Fish can absorb toxins from the environment and accumulate them within their flesh to dangerous levels in a process known as bioaccumulation. In particular, there have been numerous advisories warning people--particularly pregnant women and children--to restrict their intake of particular species to limit their exposure to mercury, which has been linked to neurological damage and an increased risk of heart attacks. Now a report published today in the journal Science indicates that the type of mercury present in swordfish and tuna might not be as harmful as previously thought.
Graham N. George, now at the University of Saskatchewan in Canada, and his colleagues bought samples of fresh fish from a market in California. Using X-ray absorption spectroscopy (XAS), the scientists investigated which atoms surround mercury found in muscle tissue and determined that the metal was most often bound to a carbon atom on one side and sulfur on the other.
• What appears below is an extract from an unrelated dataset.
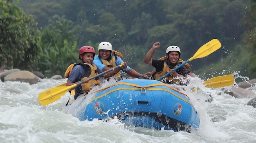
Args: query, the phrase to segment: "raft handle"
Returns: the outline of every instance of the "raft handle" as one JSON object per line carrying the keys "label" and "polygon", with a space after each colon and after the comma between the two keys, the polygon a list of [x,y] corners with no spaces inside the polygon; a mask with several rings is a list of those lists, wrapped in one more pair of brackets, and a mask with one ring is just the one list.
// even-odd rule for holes
{"label": "raft handle", "polygon": [[[142,91],[142,89],[144,89],[144,91]],[[146,93],[146,89],[145,88],[141,88],[141,89],[140,89],[140,93]]]}
{"label": "raft handle", "polygon": [[148,105],[148,103],[149,103],[149,101],[137,101],[137,105],[139,105],[139,104],[147,104],[147,105]]}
In this form, known as methylmercury cysteine, mercury is less likely to cross cell membranes than it is when present in the form of methylmercury chloride, which is typically used to model its potential toxic effects. Indeed, according to the report, day-old zebrafish larvae tolerated 20 times more methylmercury cysteine than methylmercury chloride. "There may be reason for cautious optimism," George says. "The mercury in fish may not be as toxic as many people think but there is a lot we need to find out before we can make this conclusion."
The scientists next plan to study what form of mercury accumulates in mammals that consume fish containing mercury. "Once we understand how mercury is bound in mammalian tissue," George notes, "we'll be ideally poised to design a drug that could perhaps remove it."